A profit function is derived from the production cost and revenue function for a given item. The monthly profit function for a certain item is given by P(x)=−0.05x2+500x−100,000, where P is in dollars and x is the number of units sold.

19a. How many units must be sold on a monthly basis to maximize the profit?

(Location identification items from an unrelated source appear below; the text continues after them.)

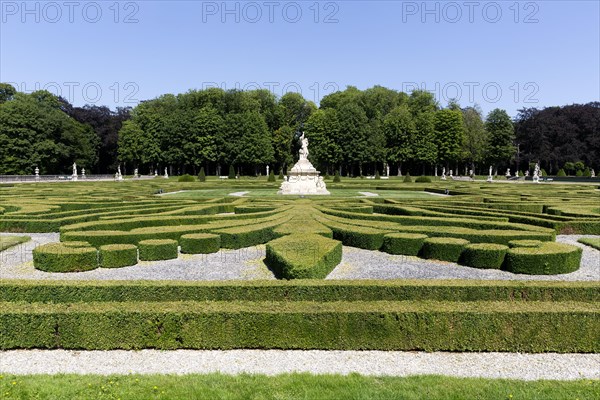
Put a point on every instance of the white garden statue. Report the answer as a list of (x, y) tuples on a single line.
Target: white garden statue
[(303, 178)]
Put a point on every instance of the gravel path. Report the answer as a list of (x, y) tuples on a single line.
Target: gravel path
[(273, 362), (365, 264), (247, 263)]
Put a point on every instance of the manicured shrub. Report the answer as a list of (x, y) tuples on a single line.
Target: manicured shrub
[(200, 243), (444, 249), (587, 172), (186, 178), (483, 255), (549, 259), (513, 326), (525, 243), (336, 177), (118, 255), (408, 244), (76, 243), (56, 257), (303, 256), (158, 249)]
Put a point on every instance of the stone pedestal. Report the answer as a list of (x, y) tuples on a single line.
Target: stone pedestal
[(303, 178)]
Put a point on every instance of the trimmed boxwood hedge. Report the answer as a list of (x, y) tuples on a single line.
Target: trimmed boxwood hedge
[(303, 256), (525, 243), (118, 255), (548, 259), (408, 244), (483, 255), (444, 249), (158, 249), (396, 325), (200, 243), (55, 257)]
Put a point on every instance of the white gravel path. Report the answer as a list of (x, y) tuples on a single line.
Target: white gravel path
[(273, 362), (366, 264), (247, 263)]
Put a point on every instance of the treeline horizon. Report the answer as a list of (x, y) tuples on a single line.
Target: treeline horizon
[(353, 132)]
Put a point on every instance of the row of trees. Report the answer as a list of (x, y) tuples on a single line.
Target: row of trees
[(355, 132)]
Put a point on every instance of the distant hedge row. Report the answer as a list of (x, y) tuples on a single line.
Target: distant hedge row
[(401, 325)]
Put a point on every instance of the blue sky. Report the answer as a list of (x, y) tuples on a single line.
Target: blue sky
[(503, 54)]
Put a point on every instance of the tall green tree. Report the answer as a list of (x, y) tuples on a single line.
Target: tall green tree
[(475, 138), (501, 132), (449, 134), (400, 131)]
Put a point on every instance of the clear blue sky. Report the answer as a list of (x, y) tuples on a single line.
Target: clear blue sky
[(503, 54)]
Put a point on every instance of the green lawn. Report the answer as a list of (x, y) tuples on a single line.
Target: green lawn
[(10, 241), (593, 242), (209, 193), (292, 386)]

19b. Find the maximum profit:

recall how to find the vertex of a parabola. In this case, that will be at

x = -b/2a = 500/0.1

Now use that to find P(x)

To find the number of units that must be sold on a monthly basis to maximize the profit, we need to determine the value of x that corresponds to the maximum point of the profit function P(x).

19a. To find the number of units that maximize the profit, we need to find the vertex of the parabola formed by the profit function P(x). The x-coordinate of the vertex, denoted as x_max, can be found using the formula x_max = -b/2a, where a, b, and c are the coefficients of the quadratic equation Ax^2 + Bx + C = 0. In this case, the equation is P(x) = -0.05x^2 + 500x - 100,000, so a = -0.05 and b = 500.

Plugging these values into the formula, we can find x_max as follows:
x_max = -500 / (2 * (-0.05))
x_max = -500 / (-0.1)
x_max = 5000

Therefore, 5000 units must be sold on a monthly basis to maximize the profit.

19b. To find the maximum profit, we substitute the value of x_max into the profit function P(x) and evaluate it:
P(x_max) = -0.05 * (5000)^2 + 500 * 5000 - 100,000
P(x_max) = -0.05 * 25,000,000 + 2,500,000 - 100,000
P(x_max) = -1,250,000 + 2,500,000 - 100,000
P(x_max) = 1,150,000

Therefore, the maximum profit is $1,150,000.